Monday, September 24, 2018

'ANTNOUS ... BOY MADE GOD' EXHIBITION
AT ASHMOLEAN MUSEUM IN OXFORD


ANTINOUS is the star of a new exhibition at Oxford University's Ashmolean Museum which opens 25 September 2018 and runs through 24 February 2019.

This exhibition focuses on one of the most important surviving portraits of Antinous ... a unique, INSCRIBED BUST bust dated AD 130–138 which was discovered in Syria in 1879. 

On loan from a private collection, the bust was recently conserved by the Ashmolean and a magnificent new plaster cast was made for display in the Museum. 

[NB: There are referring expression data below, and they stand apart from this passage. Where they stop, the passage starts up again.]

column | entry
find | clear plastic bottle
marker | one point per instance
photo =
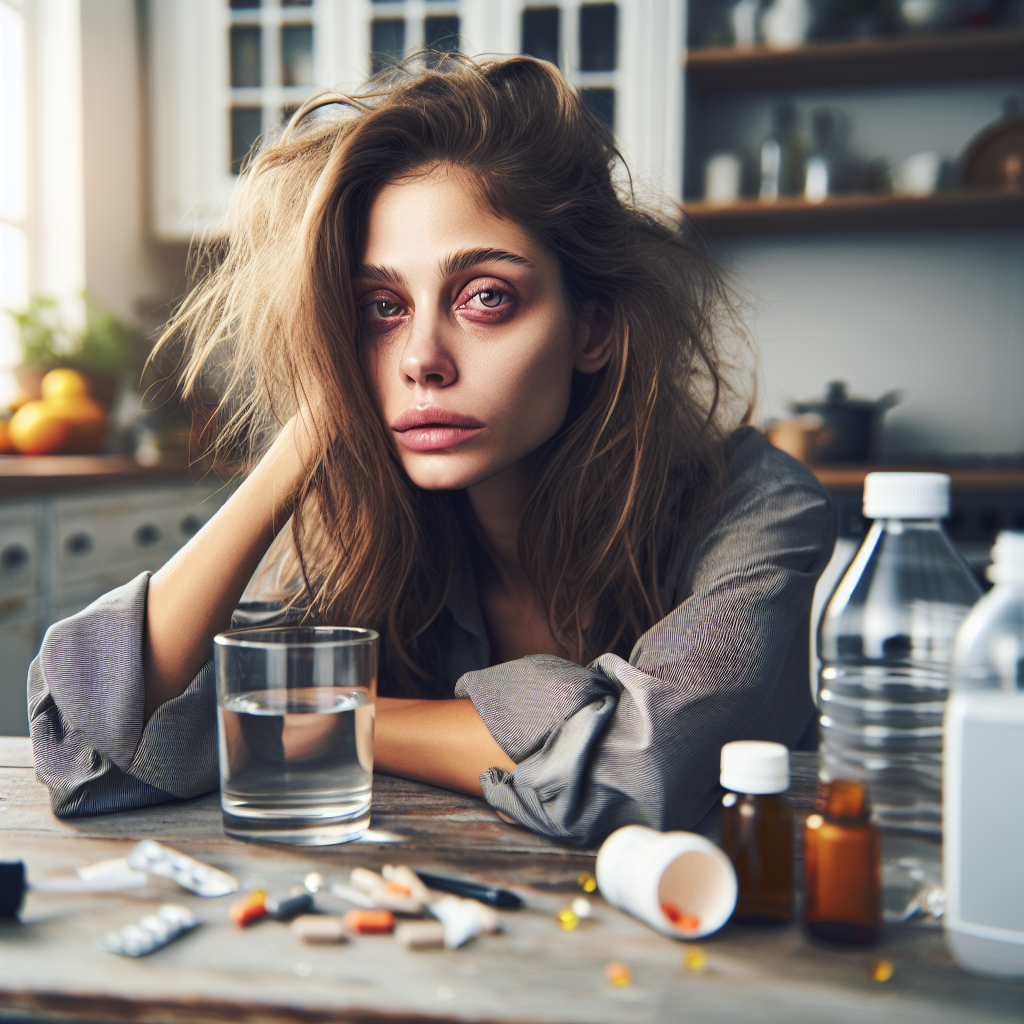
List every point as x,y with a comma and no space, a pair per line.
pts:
886,645
983,866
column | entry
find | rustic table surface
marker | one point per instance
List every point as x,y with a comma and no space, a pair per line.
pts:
51,968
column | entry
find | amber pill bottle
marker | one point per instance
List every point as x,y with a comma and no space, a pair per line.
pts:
843,865
757,829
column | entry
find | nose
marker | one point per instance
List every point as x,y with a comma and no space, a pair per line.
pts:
426,361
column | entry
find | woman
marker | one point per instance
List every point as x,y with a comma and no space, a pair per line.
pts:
503,446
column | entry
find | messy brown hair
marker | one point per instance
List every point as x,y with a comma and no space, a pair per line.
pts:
639,461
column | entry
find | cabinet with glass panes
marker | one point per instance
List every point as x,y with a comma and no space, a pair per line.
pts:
224,72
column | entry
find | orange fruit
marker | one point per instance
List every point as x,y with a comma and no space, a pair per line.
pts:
85,419
35,429
62,383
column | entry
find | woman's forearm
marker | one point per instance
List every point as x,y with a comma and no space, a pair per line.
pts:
443,742
192,598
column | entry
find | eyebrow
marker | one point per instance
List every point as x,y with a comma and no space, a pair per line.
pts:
456,263
460,262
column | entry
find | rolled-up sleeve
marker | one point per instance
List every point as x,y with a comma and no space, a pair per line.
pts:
638,741
86,698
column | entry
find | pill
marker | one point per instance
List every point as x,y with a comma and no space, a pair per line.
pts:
320,928
882,971
617,974
581,907
369,922
249,909
683,921
695,958
287,907
420,934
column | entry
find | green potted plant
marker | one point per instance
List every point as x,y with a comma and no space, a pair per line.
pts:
105,351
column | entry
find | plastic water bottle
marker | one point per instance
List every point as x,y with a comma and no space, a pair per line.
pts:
983,843
886,645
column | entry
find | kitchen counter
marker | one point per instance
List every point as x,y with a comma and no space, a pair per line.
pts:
34,476
535,973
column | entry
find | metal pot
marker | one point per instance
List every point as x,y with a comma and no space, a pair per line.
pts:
851,427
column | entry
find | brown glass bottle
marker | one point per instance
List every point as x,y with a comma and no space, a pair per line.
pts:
843,865
757,836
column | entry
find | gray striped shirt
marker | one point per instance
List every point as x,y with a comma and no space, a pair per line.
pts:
613,742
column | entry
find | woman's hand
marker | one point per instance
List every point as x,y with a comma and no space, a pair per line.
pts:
443,742
192,598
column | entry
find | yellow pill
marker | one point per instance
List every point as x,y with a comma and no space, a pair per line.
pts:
567,920
881,970
695,958
617,974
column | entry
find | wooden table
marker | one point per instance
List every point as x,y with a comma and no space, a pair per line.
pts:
50,968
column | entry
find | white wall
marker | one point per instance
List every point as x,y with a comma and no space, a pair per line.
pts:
125,268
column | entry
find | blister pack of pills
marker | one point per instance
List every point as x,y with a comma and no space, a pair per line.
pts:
154,932
154,858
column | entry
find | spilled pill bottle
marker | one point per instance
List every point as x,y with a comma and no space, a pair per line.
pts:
843,865
757,828
679,883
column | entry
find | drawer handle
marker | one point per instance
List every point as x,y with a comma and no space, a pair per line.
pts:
147,535
78,544
13,557
190,525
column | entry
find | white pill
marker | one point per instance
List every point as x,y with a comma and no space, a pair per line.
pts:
318,928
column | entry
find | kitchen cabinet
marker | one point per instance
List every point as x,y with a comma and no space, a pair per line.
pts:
62,548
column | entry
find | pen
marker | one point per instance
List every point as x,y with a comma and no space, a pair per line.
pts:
472,890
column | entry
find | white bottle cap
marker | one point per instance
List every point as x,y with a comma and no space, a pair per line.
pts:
1008,558
906,496
753,766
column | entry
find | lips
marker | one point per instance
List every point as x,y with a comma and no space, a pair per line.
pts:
431,428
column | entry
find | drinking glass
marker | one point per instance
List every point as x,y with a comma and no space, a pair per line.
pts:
295,717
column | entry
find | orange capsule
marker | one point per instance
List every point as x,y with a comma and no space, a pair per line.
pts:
617,974
683,921
249,909
369,922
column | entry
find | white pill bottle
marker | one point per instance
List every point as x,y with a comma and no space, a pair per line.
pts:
983,776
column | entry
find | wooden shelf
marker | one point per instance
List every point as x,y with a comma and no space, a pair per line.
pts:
31,476
983,53
851,477
857,213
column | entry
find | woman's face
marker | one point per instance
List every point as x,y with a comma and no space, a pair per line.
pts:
467,338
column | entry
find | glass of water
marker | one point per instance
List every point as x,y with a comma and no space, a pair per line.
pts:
295,716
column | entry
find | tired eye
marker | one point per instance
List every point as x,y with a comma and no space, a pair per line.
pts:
378,311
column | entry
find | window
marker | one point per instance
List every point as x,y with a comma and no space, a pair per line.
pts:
598,31
271,69
297,54
222,72
441,33
387,42
13,176
541,28
247,56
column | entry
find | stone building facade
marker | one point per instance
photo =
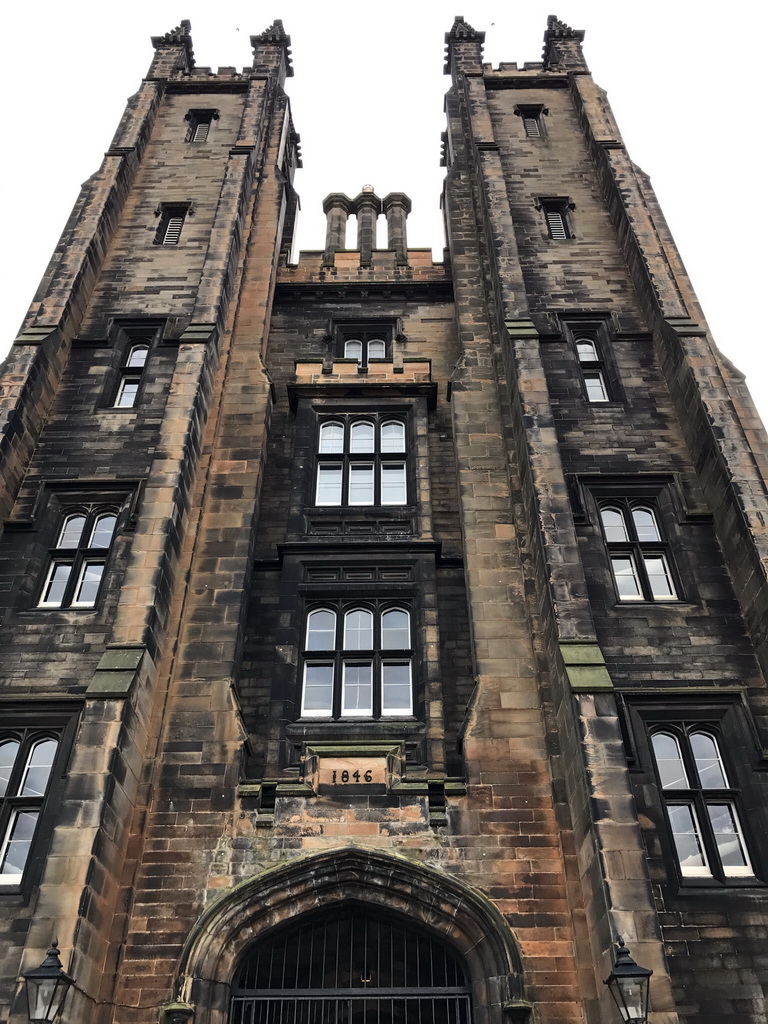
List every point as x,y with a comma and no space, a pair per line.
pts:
411,611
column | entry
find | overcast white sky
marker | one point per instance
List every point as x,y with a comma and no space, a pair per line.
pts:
685,80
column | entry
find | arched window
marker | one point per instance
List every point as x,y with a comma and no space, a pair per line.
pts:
131,373
353,349
638,554
72,530
645,524
376,349
358,630
361,436
331,437
26,766
587,350
366,672
137,356
366,345
392,435
701,807
612,520
593,372
79,559
321,630
351,966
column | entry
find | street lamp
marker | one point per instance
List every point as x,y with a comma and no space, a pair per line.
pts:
629,984
47,986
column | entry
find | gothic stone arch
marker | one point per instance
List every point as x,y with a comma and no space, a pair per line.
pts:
450,908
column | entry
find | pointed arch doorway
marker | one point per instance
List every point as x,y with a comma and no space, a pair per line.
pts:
351,966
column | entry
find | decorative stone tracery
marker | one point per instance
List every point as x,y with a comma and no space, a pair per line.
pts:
453,910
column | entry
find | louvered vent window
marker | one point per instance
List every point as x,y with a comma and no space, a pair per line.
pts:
171,224
201,131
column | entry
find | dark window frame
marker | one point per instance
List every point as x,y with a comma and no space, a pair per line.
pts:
77,557
339,655
200,120
727,718
173,217
347,459
365,332
636,550
32,723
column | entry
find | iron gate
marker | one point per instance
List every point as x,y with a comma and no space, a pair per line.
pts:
350,968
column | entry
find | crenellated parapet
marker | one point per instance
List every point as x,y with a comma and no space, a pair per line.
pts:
562,47
173,52
271,52
463,48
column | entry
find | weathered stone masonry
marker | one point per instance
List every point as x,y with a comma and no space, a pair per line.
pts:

The ASHMOLEAN ANTINOUS EXHIBITION will show casts of other key portraits, as well as coins of Antinous, medals and bronze figurines made between the second and eighteenth centuries.

The exhibition explores the archaeology of Antinous's religion and how his unforgettable portrait image was disseminated across the empire, turning a country-boy into a hero and god with a legacy extending from antiquity into the modern world.

Bert Smith, Lincoln Professor of Classical Archaeology at Oxford and exhibition curator, says: "Hadrian and Antinous are considered the most famous same-sex relationship in antiquity. The later written-record is marked by a moralising, often condemnatory tone.

"But Antinous’s image, recorded in artworks, coins and monuments, offers a different perspective. These remarkable objects tell the story of a boy-made-god who had a cultural and religious significance that extended across the Roman Empire."